Asked what the essentials of the faith are for Presbyterians, Mark Achtemeier, a member of the task force, said that, “Presbyterians serve a living God. A living God can’t be reduced to a checklist. For that reason, we have said that a checklist is not the way to discern the activity and presence of that living God in a person’s life.”
“As we consider that person’s qualifications for ministry,” he said, “it is the sort of judgment we have to make on a case-by-case basis with prayer, with examining the fruits that come from their lives, with Scripture and the confessions. There is a sense in which these don’t get applied in a cookie-cutter fashion. We look for that living God rather than a checklist.”
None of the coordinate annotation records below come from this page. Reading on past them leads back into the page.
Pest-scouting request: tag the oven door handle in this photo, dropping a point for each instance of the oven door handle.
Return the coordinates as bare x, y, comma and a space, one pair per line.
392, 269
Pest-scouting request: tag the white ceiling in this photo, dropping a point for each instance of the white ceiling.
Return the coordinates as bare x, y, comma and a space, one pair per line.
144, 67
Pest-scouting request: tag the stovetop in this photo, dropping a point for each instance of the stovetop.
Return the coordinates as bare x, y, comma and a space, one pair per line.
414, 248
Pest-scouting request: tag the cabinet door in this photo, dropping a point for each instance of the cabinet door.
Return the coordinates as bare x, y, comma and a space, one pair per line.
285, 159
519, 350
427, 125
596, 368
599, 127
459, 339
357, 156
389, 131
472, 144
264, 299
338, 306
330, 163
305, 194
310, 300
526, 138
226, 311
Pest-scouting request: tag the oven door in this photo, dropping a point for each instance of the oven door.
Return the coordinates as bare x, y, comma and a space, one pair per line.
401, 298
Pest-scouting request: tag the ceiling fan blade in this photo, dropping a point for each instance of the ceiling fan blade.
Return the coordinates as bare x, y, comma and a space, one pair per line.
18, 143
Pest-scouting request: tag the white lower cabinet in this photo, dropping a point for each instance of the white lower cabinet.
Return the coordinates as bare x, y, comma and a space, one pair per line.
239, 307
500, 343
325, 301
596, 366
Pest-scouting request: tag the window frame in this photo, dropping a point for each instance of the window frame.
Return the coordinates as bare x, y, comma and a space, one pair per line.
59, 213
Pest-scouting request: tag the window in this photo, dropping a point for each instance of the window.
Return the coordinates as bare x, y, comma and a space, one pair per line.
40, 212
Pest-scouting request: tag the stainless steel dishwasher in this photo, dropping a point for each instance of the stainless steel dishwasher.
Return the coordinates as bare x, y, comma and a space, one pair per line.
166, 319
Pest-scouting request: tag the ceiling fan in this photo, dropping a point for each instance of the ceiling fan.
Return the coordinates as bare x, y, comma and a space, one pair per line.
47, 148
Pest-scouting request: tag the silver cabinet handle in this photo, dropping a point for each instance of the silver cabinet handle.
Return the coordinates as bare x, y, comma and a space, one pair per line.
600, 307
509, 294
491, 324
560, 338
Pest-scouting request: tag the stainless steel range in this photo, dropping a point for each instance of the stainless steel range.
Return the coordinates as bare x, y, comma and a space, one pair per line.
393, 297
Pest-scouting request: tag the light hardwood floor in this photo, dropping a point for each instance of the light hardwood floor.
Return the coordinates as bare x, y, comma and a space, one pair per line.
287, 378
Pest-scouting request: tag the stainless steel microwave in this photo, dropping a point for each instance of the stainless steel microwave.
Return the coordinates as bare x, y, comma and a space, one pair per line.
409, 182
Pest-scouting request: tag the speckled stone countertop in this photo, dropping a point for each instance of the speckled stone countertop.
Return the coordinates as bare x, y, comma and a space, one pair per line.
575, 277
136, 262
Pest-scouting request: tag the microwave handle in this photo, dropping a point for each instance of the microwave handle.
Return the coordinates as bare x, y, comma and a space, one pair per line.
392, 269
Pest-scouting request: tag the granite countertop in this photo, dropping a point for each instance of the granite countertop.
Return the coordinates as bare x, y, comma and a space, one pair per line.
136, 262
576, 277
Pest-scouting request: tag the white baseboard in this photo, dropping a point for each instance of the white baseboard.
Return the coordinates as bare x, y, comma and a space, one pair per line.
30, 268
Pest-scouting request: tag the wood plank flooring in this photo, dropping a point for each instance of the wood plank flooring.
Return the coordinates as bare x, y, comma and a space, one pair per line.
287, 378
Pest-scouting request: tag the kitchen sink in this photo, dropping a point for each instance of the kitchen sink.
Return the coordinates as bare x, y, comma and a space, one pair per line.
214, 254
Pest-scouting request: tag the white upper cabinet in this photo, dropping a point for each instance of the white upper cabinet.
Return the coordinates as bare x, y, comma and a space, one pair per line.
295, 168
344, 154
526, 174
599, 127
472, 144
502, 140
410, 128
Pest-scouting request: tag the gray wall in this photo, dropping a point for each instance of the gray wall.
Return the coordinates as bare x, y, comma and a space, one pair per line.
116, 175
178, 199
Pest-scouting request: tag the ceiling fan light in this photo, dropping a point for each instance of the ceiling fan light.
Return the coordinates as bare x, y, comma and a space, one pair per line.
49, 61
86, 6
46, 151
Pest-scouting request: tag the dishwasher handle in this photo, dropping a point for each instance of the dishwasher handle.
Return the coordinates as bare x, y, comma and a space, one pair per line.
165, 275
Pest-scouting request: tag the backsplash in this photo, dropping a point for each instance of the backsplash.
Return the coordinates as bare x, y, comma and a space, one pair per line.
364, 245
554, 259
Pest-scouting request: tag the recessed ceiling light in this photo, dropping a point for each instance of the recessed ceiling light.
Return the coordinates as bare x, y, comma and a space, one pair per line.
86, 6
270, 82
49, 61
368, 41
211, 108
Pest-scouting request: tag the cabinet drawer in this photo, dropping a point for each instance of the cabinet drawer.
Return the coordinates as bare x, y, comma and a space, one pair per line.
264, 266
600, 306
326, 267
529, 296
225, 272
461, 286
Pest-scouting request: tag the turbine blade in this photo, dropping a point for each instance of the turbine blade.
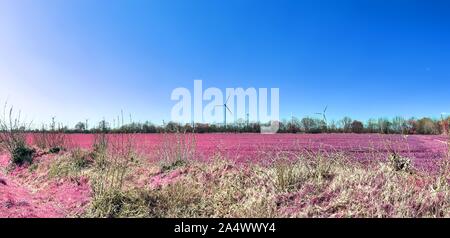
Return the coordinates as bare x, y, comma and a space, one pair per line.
227, 99
228, 109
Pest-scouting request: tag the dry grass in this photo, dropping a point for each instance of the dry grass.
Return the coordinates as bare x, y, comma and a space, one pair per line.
306, 185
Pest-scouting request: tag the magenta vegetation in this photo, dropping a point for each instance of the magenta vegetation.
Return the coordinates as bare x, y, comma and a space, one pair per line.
424, 150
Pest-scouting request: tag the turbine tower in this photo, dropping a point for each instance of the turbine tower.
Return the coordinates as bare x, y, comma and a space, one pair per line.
324, 116
225, 108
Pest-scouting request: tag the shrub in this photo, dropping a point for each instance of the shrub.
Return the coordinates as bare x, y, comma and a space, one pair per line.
22, 155
70, 165
116, 204
399, 163
13, 137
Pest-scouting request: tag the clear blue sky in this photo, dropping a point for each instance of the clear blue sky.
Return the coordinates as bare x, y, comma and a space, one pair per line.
78, 59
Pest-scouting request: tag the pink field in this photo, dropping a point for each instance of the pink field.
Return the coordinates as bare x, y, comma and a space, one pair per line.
33, 194
425, 150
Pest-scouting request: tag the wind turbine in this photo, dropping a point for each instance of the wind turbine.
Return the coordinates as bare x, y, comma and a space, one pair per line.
323, 114
225, 108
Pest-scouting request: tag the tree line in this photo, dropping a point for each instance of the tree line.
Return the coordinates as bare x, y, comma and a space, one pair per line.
397, 125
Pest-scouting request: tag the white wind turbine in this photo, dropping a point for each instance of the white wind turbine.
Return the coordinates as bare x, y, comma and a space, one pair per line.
324, 116
225, 108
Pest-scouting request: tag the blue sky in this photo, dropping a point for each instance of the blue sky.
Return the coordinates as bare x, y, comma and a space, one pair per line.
79, 59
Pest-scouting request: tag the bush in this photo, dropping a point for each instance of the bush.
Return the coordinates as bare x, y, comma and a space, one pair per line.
116, 204
71, 165
399, 163
22, 154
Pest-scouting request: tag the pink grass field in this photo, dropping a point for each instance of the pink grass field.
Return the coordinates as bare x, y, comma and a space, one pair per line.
25, 194
424, 150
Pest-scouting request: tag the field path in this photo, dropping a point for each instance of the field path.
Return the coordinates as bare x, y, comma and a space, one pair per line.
19, 202
24, 194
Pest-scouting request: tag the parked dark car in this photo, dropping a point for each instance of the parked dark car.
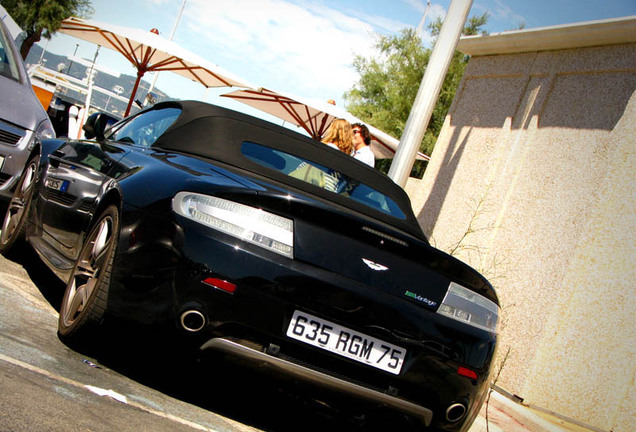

After the press conference, John Huffman, senior pastor at St. Andrew’s Presbyterian Church in Newport Beach, Calif., handed out a statement that reads: “It is a sad day for many of us in this deeply divided church. A political end run has been made around our confessional standards and constitutional processes which, for all practical purposes, makes us no longer Presbyterian but Congregational in polity.
“Although the final vote was close, we who are in disagreement with it, but opposed to schism, must go home and try to pick up the pieces in many of our congregations. ‘Peace, Unity and Purity’ has been blatantly disregarded. Of course we must love all, regardless of sexual orientation and practice. But the issue is not one of human sexuality, but one of faithfulness to Biblical authority.”